I agree that self-talk by itself ("I really deserve this, I do") isn't that looney. When it's negative or obsessive then it can become a real problem. By itself I mostly consider it a very odd and strange phenomenon because I don't engage in it. 95% of my "self-talk" is public, like the "I mostly consider it ... since I don't engage in it" in this paragraph, or at least imagined to be public (wherein I imagine explaining myself to someone else). And such "self-talk" is largely depersonalized. It's not so much that I talk about myself as that I consider myself an interesting subject of study, like physics or philosophy. -- RK

yes, that's what I mean, you imagine you are talking to someone else. As female I'm likely to be more verbal (due to the left side of the brain thing going on) it's definitely a conscious effort for me to talk to myself as a 'you' person rather than an 'I' person, unless it's something like "you wally" or something, ok I know I'm not a walley or an idiot or anything so it's probably more of a little mental comic device really. But what about when it's like a full conversation with someone who isn't there - you're aware it's not real, and if it's in you head then it's just thinking, right, but what when you get so carried away (the "ooh, I was miles away" thing) that you realize it's coming out of your mouth and people think you're talking to you invisible friends. Could you call that just day dreaming or is that 'sanity has escaped it's cage and is loose on the moors' moment?
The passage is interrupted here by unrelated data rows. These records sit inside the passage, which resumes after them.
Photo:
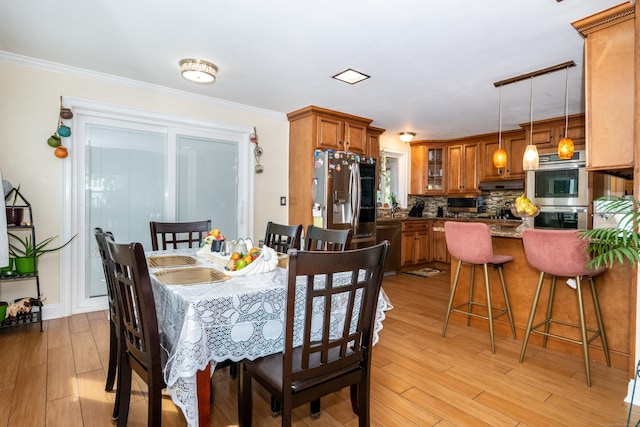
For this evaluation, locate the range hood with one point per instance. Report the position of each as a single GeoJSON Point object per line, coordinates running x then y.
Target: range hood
{"type": "Point", "coordinates": [502, 184]}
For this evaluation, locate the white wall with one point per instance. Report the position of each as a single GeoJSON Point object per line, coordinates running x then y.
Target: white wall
{"type": "Point", "coordinates": [29, 108]}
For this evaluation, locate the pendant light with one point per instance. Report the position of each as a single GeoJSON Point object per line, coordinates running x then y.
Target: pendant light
{"type": "Point", "coordinates": [500, 156]}
{"type": "Point", "coordinates": [530, 159]}
{"type": "Point", "coordinates": [565, 145]}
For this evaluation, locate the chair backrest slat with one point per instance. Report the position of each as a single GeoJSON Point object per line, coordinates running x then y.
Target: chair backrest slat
{"type": "Point", "coordinates": [341, 295]}
{"type": "Point", "coordinates": [282, 238]}
{"type": "Point", "coordinates": [137, 306]}
{"type": "Point", "coordinates": [324, 239]}
{"type": "Point", "coordinates": [178, 234]}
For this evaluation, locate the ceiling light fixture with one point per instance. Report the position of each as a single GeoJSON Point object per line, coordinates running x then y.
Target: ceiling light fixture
{"type": "Point", "coordinates": [565, 145]}
{"type": "Point", "coordinates": [351, 76]}
{"type": "Point", "coordinates": [500, 155]}
{"type": "Point", "coordinates": [198, 71]}
{"type": "Point", "coordinates": [530, 160]}
{"type": "Point", "coordinates": [406, 136]}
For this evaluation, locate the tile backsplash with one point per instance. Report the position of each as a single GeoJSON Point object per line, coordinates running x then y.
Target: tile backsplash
{"type": "Point", "coordinates": [493, 200]}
Note that you're confusing two separate issues, the self-talk and the runaway conversational mental chatter. The runaway conversational mental chatter just looks like having a very good imagination. It doesn't sound like it's hallucinatory at all, so it's far, far from being insane.

My not being verbal can only partly be attributed to being male. And when I say that not being verbal can be partly attributed to being male, I mean that parents are prejudiced against boys and don't encourage them to verbalize.

In my case, it's mostly a result of being emotionally abused and not having had friends during my childhood. It actually takes conscious effort for me to verbalize, so when I talk to myself, which I do sometimes, it gives it a fake quality.

Try singing it then in a style like Elvis or something, try and make yourself laugh when you do it, I just try to make myself laugh, just to have fun and jump around and make loads of noise and giggle lots. I sometimes try to be as weird as possible and make my voice do funny things just to freak myself out and test my boundaries (always on my own though, never in front of anyone, I'd just die). I'm kinda like that. I was bullied a lot as a kid and don't make friends now. I'm very verbal, which is a problem as I often come across as aggressive and opinionated. I have to work hard to be nice to people and I use a lot of emotional energy reassuring myself that I'm a nice person and hey, it works :) but enough of the chicken-licken stuff for now - at least I know I'm vaguely sane now (and to be fair there's nothing wrong with being a little bit bonkers some of the time either :).